Long distance train services were yet to resume, but suburban locals on the Western Railway route were running between Churchgate and Virar.
On the Central Railway route, the trains were moving between Thane and Chhatrapati Shivaji Terminus, a railway spokesman said. The Harbour section was operational between CST and Kurla, he added.
The city airport was 'partially operational' and four aircraft, including three with relief material, landed on Thursday.
Meanwhile, rains continued to lash Konkan and other parts of the state and weather bureau has forecast heavy rainfall for the next 24 hours.
Prime Minister Manmohan Singh will undertake an aerial survey of Thane, Raigad and other affected areas to take stock of the situation.
Water levels receded in several low-lying areas of the city enabling vehicles to ply on the roads. Vehicular movement was restored on the Mumbai-Ahmedabad highway.
However, Mumbai-Goa, Mumbai-Nasik and Mumbai-Pune highways remained blocked following traffic congestion due to waterlogging at certain points, the police said.
Rescue work in the worst-affected Jui village in Konkan, where 20 houses were crushed under boulders in a landslide and 100 were feared killed, was in full swing.
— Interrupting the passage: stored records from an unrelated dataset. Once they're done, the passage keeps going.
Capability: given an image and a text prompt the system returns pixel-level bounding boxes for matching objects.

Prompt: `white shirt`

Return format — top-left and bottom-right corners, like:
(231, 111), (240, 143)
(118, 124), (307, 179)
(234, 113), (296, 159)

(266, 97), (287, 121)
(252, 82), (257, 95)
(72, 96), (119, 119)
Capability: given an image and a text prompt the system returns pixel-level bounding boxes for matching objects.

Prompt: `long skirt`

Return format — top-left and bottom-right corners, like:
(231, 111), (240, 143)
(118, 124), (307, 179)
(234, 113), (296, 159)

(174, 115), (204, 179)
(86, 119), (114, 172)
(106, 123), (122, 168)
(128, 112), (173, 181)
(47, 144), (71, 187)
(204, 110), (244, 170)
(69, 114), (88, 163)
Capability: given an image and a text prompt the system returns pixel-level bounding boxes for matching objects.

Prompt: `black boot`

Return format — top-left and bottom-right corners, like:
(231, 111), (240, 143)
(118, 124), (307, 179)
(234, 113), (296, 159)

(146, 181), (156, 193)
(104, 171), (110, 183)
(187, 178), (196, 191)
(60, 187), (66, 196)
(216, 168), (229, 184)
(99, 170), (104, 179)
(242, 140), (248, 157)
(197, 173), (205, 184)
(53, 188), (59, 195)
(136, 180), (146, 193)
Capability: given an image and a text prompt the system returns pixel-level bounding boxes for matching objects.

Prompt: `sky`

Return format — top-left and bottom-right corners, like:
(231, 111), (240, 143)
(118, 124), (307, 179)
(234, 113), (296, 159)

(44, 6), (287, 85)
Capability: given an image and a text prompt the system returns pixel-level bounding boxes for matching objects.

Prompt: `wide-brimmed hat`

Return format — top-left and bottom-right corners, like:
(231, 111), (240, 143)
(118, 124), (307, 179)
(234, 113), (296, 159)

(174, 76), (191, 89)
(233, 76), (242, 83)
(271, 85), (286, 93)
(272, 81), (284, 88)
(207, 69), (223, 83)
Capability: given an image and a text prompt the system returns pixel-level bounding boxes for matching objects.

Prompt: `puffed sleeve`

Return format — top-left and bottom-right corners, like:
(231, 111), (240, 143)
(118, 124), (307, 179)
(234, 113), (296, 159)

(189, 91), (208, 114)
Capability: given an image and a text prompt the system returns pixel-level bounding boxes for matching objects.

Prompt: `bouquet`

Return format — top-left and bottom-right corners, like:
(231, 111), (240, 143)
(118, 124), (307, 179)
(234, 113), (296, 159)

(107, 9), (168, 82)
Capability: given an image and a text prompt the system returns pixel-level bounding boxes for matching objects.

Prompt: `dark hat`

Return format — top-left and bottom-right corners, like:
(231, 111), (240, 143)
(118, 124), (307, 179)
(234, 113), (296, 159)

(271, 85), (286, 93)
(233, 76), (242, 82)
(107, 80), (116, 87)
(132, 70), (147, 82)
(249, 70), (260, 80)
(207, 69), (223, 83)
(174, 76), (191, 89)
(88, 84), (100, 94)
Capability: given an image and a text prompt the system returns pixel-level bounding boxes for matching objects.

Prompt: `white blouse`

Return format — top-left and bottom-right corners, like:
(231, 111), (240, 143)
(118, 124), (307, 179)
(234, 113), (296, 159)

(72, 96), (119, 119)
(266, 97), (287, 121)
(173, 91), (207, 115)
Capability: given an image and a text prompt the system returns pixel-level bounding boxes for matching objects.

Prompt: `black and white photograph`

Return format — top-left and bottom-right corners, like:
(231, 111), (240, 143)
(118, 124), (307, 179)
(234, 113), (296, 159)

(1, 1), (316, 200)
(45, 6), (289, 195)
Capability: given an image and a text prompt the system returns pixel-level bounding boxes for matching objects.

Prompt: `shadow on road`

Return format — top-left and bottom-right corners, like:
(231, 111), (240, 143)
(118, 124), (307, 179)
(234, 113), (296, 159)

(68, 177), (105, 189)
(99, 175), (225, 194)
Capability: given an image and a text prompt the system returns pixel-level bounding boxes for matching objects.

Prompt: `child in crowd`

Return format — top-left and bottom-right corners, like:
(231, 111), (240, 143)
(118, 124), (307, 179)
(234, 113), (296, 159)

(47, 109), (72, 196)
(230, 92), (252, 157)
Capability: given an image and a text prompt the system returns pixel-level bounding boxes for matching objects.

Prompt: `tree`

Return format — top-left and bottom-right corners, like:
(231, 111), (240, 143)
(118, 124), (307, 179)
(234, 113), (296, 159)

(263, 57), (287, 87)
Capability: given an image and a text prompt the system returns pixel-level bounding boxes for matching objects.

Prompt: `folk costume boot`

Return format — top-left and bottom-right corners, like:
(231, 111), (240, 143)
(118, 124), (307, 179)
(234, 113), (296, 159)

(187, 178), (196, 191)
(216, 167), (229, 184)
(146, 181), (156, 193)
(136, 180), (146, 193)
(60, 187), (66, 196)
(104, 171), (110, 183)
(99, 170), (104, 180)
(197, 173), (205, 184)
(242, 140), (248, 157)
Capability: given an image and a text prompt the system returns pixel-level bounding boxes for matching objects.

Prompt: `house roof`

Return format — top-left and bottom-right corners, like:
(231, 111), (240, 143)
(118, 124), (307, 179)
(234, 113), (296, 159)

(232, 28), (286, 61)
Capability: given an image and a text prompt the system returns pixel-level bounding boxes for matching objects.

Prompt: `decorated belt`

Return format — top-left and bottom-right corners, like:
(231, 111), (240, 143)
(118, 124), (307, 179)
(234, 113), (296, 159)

Army and navy teams reached there in boats to help in the rescue operations.
In Saki Naka area of Mumbai, where 45 people died in a massive landslide, rescue operations were still on. About 135 hutments were crushed under boulders following a landslide on Wednesday, police said.
In two more incidents on Wednesday, 10 people were buried alive in a landslide at Mumbra in Thane district and seven were feared killed in another landslide in Bhiwandi, the police said.